Now, many researchers have made use of the concentration ratios of Fla/Pyr as a standard to determine the sources of PAHs. Sicre et al. (1987) have indicated that PAHs are mainly from fossil fuel combustion when Fla/Pyr ratio is >1, and PAHs are mainly from oil products when Fla/Pyr ratio is <1. From Tables 2, 3, 4, it can be found that the Fla/Pyr ratios in the 18 soil samples increase with the distance to oily sludge increasing.
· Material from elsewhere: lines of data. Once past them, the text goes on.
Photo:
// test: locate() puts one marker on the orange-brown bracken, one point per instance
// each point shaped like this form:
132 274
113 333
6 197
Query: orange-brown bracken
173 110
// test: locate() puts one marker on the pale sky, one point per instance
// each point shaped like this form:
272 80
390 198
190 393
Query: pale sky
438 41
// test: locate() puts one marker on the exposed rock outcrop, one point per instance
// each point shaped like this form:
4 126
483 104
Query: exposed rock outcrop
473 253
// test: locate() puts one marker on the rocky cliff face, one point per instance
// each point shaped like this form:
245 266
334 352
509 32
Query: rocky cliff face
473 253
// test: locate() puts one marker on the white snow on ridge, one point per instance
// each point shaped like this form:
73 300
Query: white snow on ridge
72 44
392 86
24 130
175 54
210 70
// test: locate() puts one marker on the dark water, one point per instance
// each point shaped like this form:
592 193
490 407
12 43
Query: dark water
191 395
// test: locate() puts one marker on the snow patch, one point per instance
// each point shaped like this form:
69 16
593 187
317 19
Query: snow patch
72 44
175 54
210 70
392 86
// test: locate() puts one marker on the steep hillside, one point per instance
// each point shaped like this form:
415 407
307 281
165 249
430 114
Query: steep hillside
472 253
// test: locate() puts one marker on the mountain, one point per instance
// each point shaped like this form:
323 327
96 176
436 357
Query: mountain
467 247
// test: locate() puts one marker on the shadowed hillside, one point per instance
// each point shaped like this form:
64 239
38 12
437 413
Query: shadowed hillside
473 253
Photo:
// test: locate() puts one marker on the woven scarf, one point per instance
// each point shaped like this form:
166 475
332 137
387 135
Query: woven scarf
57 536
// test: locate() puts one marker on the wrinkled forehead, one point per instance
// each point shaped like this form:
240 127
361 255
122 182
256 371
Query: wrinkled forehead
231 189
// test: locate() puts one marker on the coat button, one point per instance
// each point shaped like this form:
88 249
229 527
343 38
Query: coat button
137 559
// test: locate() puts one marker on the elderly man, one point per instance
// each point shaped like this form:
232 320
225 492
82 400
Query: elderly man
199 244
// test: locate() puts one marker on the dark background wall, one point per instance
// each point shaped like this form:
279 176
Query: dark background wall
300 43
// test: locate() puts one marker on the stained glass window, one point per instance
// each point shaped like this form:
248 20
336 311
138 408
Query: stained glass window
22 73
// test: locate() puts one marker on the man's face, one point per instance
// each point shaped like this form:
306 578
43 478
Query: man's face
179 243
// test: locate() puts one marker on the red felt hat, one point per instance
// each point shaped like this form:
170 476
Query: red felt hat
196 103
These phenomena show that the influence of oil source diminishes as the distance to oily sludge increases. The Fla/Pyr ratios became >1 at distance up to 100 m from oily sludge for soil samples of 3M and 3W, while the distance was 50 m for soil sample of 4W. The results indicate that combustion sources become major sources of PAHs in soil when the distance from the oily sludge is up to a certain value. Through analyzing distribution characteristics of PAHs and Fla/Pyr ratios in soil samples, oil sources are major sources of PAHs in soil close to oily sludge. With the distance to oily sludge increasing, the influence of oil sources decreases gradually, while the influence of combustion sources increases gradually. Oil sources and combustion sources become the corporate sources of PAHs in soil when the distance from oily sludge is up to a certain value.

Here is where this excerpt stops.